Ih, hoje acho que não vou conseguir assistir ao capítulo da novela. Nem meu dinossauro vídeo-cassete eu tenho mais pra poder ver depois...
Gilberto Braga em entrevistas gosta de dizer que um autor se realiza mesmo é nos 15 primeiros dias de cada novela, que seriam os melhores. É quando ele tem maior liberdade para escrever e a produção é mais acurada, já que o negócio não está no ar ainda e tudo vai com calma. Depois desses 15 dias, segundo ele, a novela entra em ritmo industrial e acaba tendo que se enquadrar em padrões e modelos, para ser possível continuar durante oito meses.
Contrariando o digníssimo autor, suas duas últimas novelas não foram bem logo de início. Principalmente por serem chatas.

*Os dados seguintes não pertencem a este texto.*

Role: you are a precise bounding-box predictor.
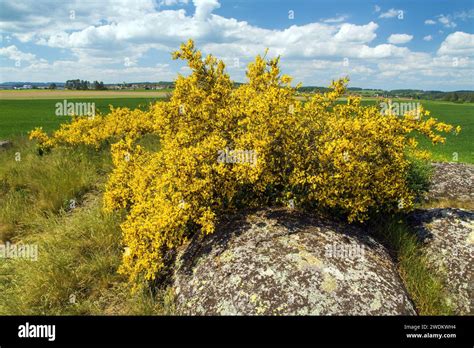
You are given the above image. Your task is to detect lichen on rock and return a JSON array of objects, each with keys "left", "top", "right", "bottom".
[
  {"left": 425, "top": 162, "right": 474, "bottom": 209},
  {"left": 173, "top": 209, "right": 416, "bottom": 315},
  {"left": 408, "top": 208, "right": 474, "bottom": 315}
]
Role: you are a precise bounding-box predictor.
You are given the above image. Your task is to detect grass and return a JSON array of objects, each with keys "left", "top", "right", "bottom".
[
  {"left": 0, "top": 96, "right": 469, "bottom": 315},
  {"left": 0, "top": 137, "right": 110, "bottom": 241},
  {"left": 415, "top": 100, "right": 474, "bottom": 163},
  {"left": 0, "top": 98, "right": 164, "bottom": 138},
  {"left": 0, "top": 138, "right": 458, "bottom": 315},
  {"left": 0, "top": 194, "right": 175, "bottom": 315},
  {"left": 365, "top": 157, "right": 455, "bottom": 315},
  {"left": 1, "top": 97, "right": 472, "bottom": 162},
  {"left": 357, "top": 99, "right": 474, "bottom": 164},
  {"left": 370, "top": 216, "right": 454, "bottom": 315},
  {"left": 421, "top": 198, "right": 474, "bottom": 210},
  {"left": 0, "top": 89, "right": 171, "bottom": 100},
  {"left": 0, "top": 141, "right": 174, "bottom": 315}
]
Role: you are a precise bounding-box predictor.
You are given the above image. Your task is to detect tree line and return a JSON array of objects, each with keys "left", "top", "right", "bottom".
[{"left": 64, "top": 80, "right": 107, "bottom": 90}]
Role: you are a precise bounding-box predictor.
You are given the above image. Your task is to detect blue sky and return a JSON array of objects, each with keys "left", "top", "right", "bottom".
[{"left": 0, "top": 0, "right": 473, "bottom": 90}]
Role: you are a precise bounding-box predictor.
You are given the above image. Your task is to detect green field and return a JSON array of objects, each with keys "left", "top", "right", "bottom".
[
  {"left": 0, "top": 97, "right": 472, "bottom": 163},
  {"left": 0, "top": 98, "right": 163, "bottom": 138},
  {"left": 355, "top": 99, "right": 473, "bottom": 163},
  {"left": 412, "top": 100, "right": 473, "bottom": 163}
]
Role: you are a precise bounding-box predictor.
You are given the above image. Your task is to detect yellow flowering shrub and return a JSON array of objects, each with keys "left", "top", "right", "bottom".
[
  {"left": 29, "top": 107, "right": 156, "bottom": 149},
  {"left": 29, "top": 39, "right": 459, "bottom": 288}
]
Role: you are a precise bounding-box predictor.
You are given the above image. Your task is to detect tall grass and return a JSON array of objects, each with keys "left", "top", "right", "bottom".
[
  {"left": 368, "top": 157, "right": 453, "bottom": 315},
  {"left": 0, "top": 135, "right": 457, "bottom": 315},
  {"left": 371, "top": 217, "right": 454, "bottom": 315},
  {"left": 0, "top": 136, "right": 173, "bottom": 315},
  {"left": 0, "top": 194, "right": 174, "bottom": 315},
  {"left": 0, "top": 137, "right": 111, "bottom": 241}
]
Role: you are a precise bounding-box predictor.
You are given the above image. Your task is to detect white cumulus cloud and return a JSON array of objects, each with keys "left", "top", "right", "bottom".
[
  {"left": 438, "top": 15, "right": 457, "bottom": 28},
  {"left": 334, "top": 22, "right": 378, "bottom": 42},
  {"left": 193, "top": 0, "right": 220, "bottom": 21},
  {"left": 388, "top": 34, "right": 413, "bottom": 45},
  {"left": 322, "top": 15, "right": 348, "bottom": 23},
  {"left": 0, "top": 45, "right": 37, "bottom": 62},
  {"left": 0, "top": 0, "right": 473, "bottom": 89},
  {"left": 438, "top": 31, "right": 474, "bottom": 56},
  {"left": 379, "top": 8, "right": 403, "bottom": 19},
  {"left": 159, "top": 0, "right": 188, "bottom": 6}
]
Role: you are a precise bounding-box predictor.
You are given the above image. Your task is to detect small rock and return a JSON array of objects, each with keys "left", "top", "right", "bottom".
[{"left": 0, "top": 140, "right": 12, "bottom": 149}]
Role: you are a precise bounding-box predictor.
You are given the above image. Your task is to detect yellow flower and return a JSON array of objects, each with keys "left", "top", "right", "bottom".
[{"left": 28, "top": 39, "right": 459, "bottom": 289}]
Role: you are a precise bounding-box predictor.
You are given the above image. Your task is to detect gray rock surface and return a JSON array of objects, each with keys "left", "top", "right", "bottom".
[
  {"left": 0, "top": 140, "right": 12, "bottom": 149},
  {"left": 174, "top": 209, "right": 416, "bottom": 315},
  {"left": 426, "top": 162, "right": 474, "bottom": 208},
  {"left": 408, "top": 208, "right": 474, "bottom": 315}
]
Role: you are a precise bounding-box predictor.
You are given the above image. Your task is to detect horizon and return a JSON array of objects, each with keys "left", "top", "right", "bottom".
[
  {"left": 1, "top": 0, "right": 473, "bottom": 90},
  {"left": 1, "top": 80, "right": 474, "bottom": 93}
]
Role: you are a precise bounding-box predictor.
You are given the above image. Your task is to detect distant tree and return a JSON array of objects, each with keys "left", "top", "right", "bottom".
[
  {"left": 66, "top": 79, "right": 94, "bottom": 90},
  {"left": 91, "top": 80, "right": 107, "bottom": 90},
  {"left": 66, "top": 79, "right": 80, "bottom": 90},
  {"left": 80, "top": 80, "right": 89, "bottom": 90},
  {"left": 48, "top": 83, "right": 57, "bottom": 90}
]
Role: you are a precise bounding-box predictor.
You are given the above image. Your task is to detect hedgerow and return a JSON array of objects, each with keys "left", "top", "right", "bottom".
[{"left": 29, "top": 40, "right": 459, "bottom": 289}]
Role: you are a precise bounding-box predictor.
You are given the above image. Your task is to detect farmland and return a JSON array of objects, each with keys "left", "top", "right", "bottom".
[
  {"left": 0, "top": 89, "right": 170, "bottom": 99},
  {"left": 362, "top": 99, "right": 474, "bottom": 163},
  {"left": 0, "top": 93, "right": 472, "bottom": 163},
  {"left": 410, "top": 100, "right": 474, "bottom": 163},
  {"left": 0, "top": 97, "right": 165, "bottom": 138},
  {"left": 0, "top": 74, "right": 471, "bottom": 317}
]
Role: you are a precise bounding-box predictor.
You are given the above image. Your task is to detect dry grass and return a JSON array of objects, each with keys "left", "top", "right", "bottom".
[
  {"left": 421, "top": 198, "right": 474, "bottom": 210},
  {"left": 0, "top": 141, "right": 174, "bottom": 315},
  {"left": 0, "top": 90, "right": 169, "bottom": 100}
]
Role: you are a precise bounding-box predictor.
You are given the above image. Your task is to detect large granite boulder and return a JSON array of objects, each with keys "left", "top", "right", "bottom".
[
  {"left": 173, "top": 209, "right": 416, "bottom": 315},
  {"left": 425, "top": 162, "right": 474, "bottom": 209},
  {"left": 408, "top": 208, "right": 474, "bottom": 315}
]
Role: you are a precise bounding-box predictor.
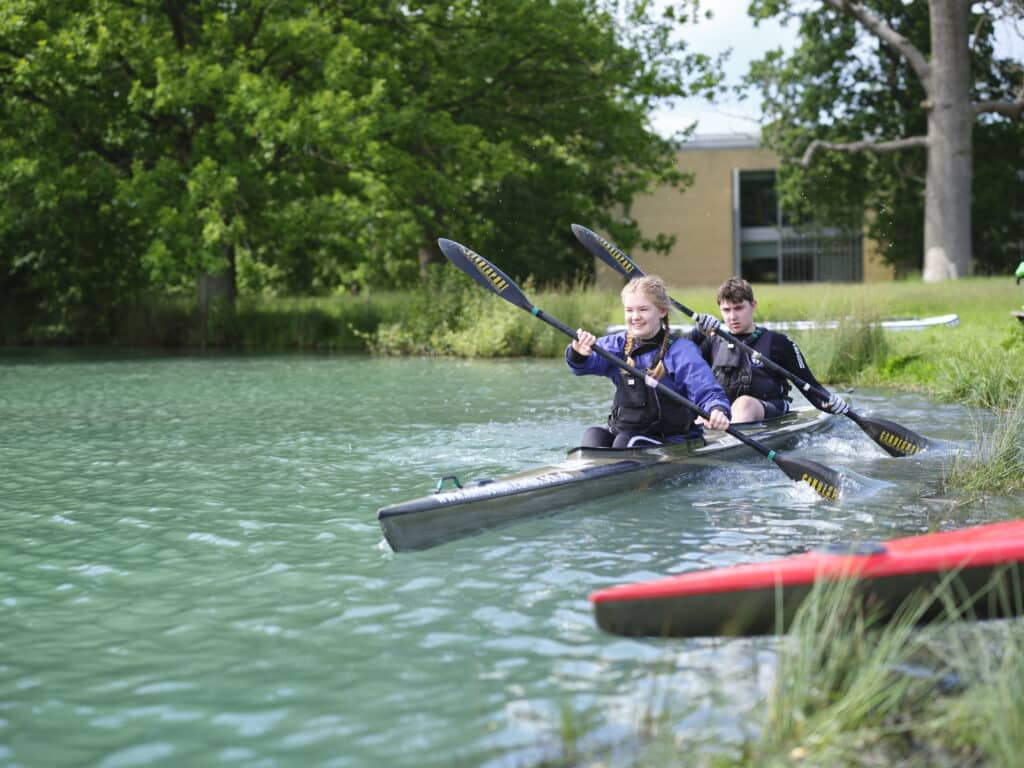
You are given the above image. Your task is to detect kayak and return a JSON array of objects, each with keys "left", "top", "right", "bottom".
[
  {"left": 590, "top": 519, "right": 1024, "bottom": 638},
  {"left": 378, "top": 406, "right": 834, "bottom": 552},
  {"left": 607, "top": 313, "right": 960, "bottom": 335}
]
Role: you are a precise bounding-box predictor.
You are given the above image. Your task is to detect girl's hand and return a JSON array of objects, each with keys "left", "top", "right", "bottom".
[
  {"left": 572, "top": 329, "right": 596, "bottom": 356},
  {"left": 700, "top": 407, "right": 731, "bottom": 431}
]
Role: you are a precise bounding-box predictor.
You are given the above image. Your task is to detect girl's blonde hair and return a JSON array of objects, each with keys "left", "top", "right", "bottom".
[
  {"left": 620, "top": 275, "right": 671, "bottom": 380},
  {"left": 620, "top": 275, "right": 671, "bottom": 312}
]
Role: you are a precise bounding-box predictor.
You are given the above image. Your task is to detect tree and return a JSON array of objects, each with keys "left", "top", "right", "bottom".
[
  {"left": 0, "top": 1, "right": 720, "bottom": 340},
  {"left": 746, "top": 0, "right": 1024, "bottom": 281}
]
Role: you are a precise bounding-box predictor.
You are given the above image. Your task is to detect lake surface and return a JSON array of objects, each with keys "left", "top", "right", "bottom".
[{"left": 1, "top": 351, "right": 1017, "bottom": 767}]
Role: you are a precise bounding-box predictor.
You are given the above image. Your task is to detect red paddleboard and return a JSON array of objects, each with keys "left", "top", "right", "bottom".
[{"left": 590, "top": 520, "right": 1024, "bottom": 638}]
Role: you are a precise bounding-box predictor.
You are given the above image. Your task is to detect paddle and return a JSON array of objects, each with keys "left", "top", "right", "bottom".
[
  {"left": 571, "top": 223, "right": 929, "bottom": 458},
  {"left": 438, "top": 237, "right": 844, "bottom": 501}
]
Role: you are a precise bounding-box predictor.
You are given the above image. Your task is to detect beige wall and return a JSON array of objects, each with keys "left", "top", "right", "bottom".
[{"left": 595, "top": 137, "right": 894, "bottom": 288}]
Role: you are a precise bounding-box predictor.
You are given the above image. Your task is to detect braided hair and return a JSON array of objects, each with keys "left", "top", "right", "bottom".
[{"left": 620, "top": 275, "right": 672, "bottom": 381}]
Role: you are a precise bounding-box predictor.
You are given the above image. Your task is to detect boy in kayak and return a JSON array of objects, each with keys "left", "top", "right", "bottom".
[
  {"left": 568, "top": 275, "right": 732, "bottom": 448},
  {"left": 690, "top": 277, "right": 849, "bottom": 423}
]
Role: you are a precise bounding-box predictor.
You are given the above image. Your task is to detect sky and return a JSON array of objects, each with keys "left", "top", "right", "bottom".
[
  {"left": 649, "top": 0, "right": 798, "bottom": 138},
  {"left": 650, "top": 0, "right": 1024, "bottom": 139}
]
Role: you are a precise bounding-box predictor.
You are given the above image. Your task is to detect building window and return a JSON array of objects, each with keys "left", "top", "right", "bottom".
[
  {"left": 739, "top": 170, "right": 779, "bottom": 228},
  {"left": 737, "top": 170, "right": 862, "bottom": 283}
]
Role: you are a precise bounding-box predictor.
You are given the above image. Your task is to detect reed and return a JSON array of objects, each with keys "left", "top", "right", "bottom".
[
  {"left": 942, "top": 390, "right": 1024, "bottom": 493},
  {"left": 739, "top": 577, "right": 935, "bottom": 766},
  {"left": 923, "top": 616, "right": 1024, "bottom": 766},
  {"left": 619, "top": 568, "right": 1024, "bottom": 767}
]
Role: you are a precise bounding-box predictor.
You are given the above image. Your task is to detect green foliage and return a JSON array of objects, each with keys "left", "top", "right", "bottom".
[
  {"left": 625, "top": 574, "right": 1024, "bottom": 767},
  {"left": 824, "top": 317, "right": 889, "bottom": 383},
  {"left": 0, "top": 1, "right": 719, "bottom": 341},
  {"left": 368, "top": 270, "right": 616, "bottom": 357},
  {"left": 753, "top": 579, "right": 931, "bottom": 765},
  {"left": 745, "top": 0, "right": 1024, "bottom": 275},
  {"left": 923, "top": 621, "right": 1024, "bottom": 766},
  {"left": 942, "top": 391, "right": 1024, "bottom": 494}
]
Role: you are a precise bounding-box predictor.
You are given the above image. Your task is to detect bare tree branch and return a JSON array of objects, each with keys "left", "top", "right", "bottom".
[
  {"left": 822, "top": 0, "right": 931, "bottom": 83},
  {"left": 973, "top": 98, "right": 1024, "bottom": 118},
  {"left": 801, "top": 135, "right": 929, "bottom": 166}
]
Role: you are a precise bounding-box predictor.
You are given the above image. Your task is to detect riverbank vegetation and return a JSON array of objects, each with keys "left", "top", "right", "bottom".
[
  {"left": 615, "top": 570, "right": 1024, "bottom": 768},
  {"left": 13, "top": 272, "right": 1019, "bottom": 409}
]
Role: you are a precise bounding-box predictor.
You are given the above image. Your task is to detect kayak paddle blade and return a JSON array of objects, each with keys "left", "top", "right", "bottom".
[
  {"left": 773, "top": 454, "right": 843, "bottom": 501},
  {"left": 437, "top": 238, "right": 534, "bottom": 313},
  {"left": 850, "top": 413, "right": 929, "bottom": 457},
  {"left": 571, "top": 224, "right": 644, "bottom": 279}
]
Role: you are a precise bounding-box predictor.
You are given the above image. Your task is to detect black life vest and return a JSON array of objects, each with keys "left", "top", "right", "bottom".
[
  {"left": 608, "top": 337, "right": 696, "bottom": 437},
  {"left": 706, "top": 328, "right": 791, "bottom": 403}
]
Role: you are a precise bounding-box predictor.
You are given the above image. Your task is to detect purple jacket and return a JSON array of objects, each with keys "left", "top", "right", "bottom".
[{"left": 566, "top": 332, "right": 731, "bottom": 436}]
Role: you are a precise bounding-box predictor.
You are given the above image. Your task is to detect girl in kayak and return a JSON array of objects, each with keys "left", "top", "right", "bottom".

Celebridade, de 2003, era chatíssma durante os primeiros 15 ou 20 capítulos. Mas depois entrou nos eixos e acabou sendo uma boa novela. Agora, Paraíso Tropical estava no mesmo caminho. Foi bombardeada por todos os lados com matérias falando sobre sua baixa audiência (34 ou 35 pontos de média, creio), principalmente por ser chata, de uma chatice cheia de crueldade e mocinhos murchos.
Mas, depois dos tais 15 dias ela começou a melhorar. E melhorou muito. Não digo isso porque a audiência aumentou, mas porque a novela tem um ritmo dinâmico, com bom texto, algumas grandes interpretações e personagens fortes (inclusive a Veja disse que a novela se reergueu não por causa da sua história, mas por causa da força de seus personagens).
As coisas se harmonizaram de tal forma que há pelo menos uma semana temos um capítulo ótimo todos os dias. O de ontem então, foi realmente interessantíssimo, e com uma tal junção de situações e emoções que no fim eu estava chocado por ter achado (quase) tudo tão bom.
Tenho que continuar evitando ler as manchetes nas bancas de revistas. Saber o que vai acontecer tira todo o entusiasmo.